ノロイ「おっはよーさーん! あ フィオちゃん! おはようございます!」
フィオ「ずいぶんと遅いですね ノロイさん 神からの使いなのですから
もっとちゃんとして下さらないと・・・」
フィオは、ため息をつく。
その後ろから、またいきよいよく扉が開き、中から女性が出てきた。
彼女の名前はジュリ。
20代ほどに見えるくらい若く髪が長い。
全身暖かい色の服を着ていて。

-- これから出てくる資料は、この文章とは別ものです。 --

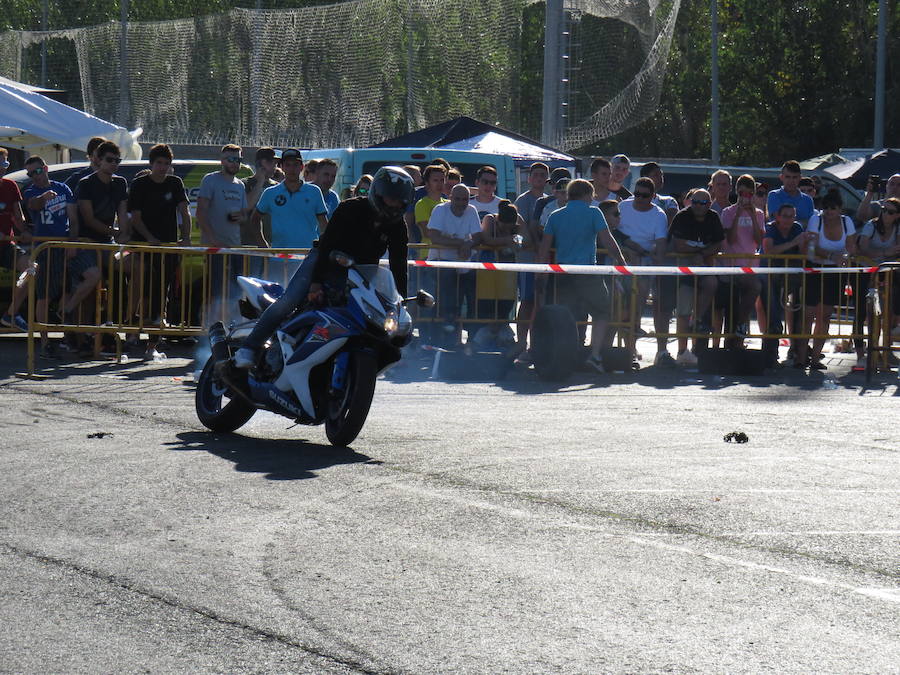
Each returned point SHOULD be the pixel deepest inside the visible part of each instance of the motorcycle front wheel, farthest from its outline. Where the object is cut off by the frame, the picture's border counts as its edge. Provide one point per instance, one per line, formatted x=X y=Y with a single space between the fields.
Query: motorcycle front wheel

スカートや上着の丈も長い。
そして何より目立つのが、真っ白なエプロンである。
ジュリ「おっ おはようございます 遅れてすみません!」
ジュリは深々と頭を下げた。
なかなか頭を上げないので俺は声をかけた。
ハバキ「ジュリさん おはよう フィオさんきてるよ」
ジュリは慌てて頭を上げる。
ジュリ「気づかず申し訳ありません! フィオさん!」
また頭を下げた。
フィオ「いいんですよ それよりも 最近どうですか?
エッチな目にあってませんか? エッチな格好とかしてませんよね?
いけませんよ!?」
ジュリは目を泳がせながら答える。
ジュリ「こっ この格好を見てください 完璧にエッチじゃないです!
触られたりしたらビンタします!」
フィオ「いいでしょう その調子でお願いします」
ジュリが深いため息をつく。
フィオ「さて 今日来たのは他でもありません
あるルール破りがあったからです!」
フィオはハバキを指さす。そして話し続ける。
フィオ「ハバキさん! そしてジュリさん!
あなた方はノロイさんや私がいない間に
ふたりでエッチなことをしていたでしょう!
神様が見ていたと証言なさっています! これは誰にも否定できませんよ!」
フィオはふんぞり返って、怒っている。
ハバキは、あちゃーという表情を。
ジュリは、ああ、恥ずかしいという表情を。
ノロイは、何やってんだよという表情をした。
かくして、ダンジョンブレイカーの裁定は下る。
フィオ「このハバキダンジョンを、ぶっ壊します!!!!!!!」
フィオは大きなハンマーを軽く持ち上げると、ぶんっと床に叩きおろし。
エロスによって、ハバキダンジョンはハンマーの一撃で崩れていた。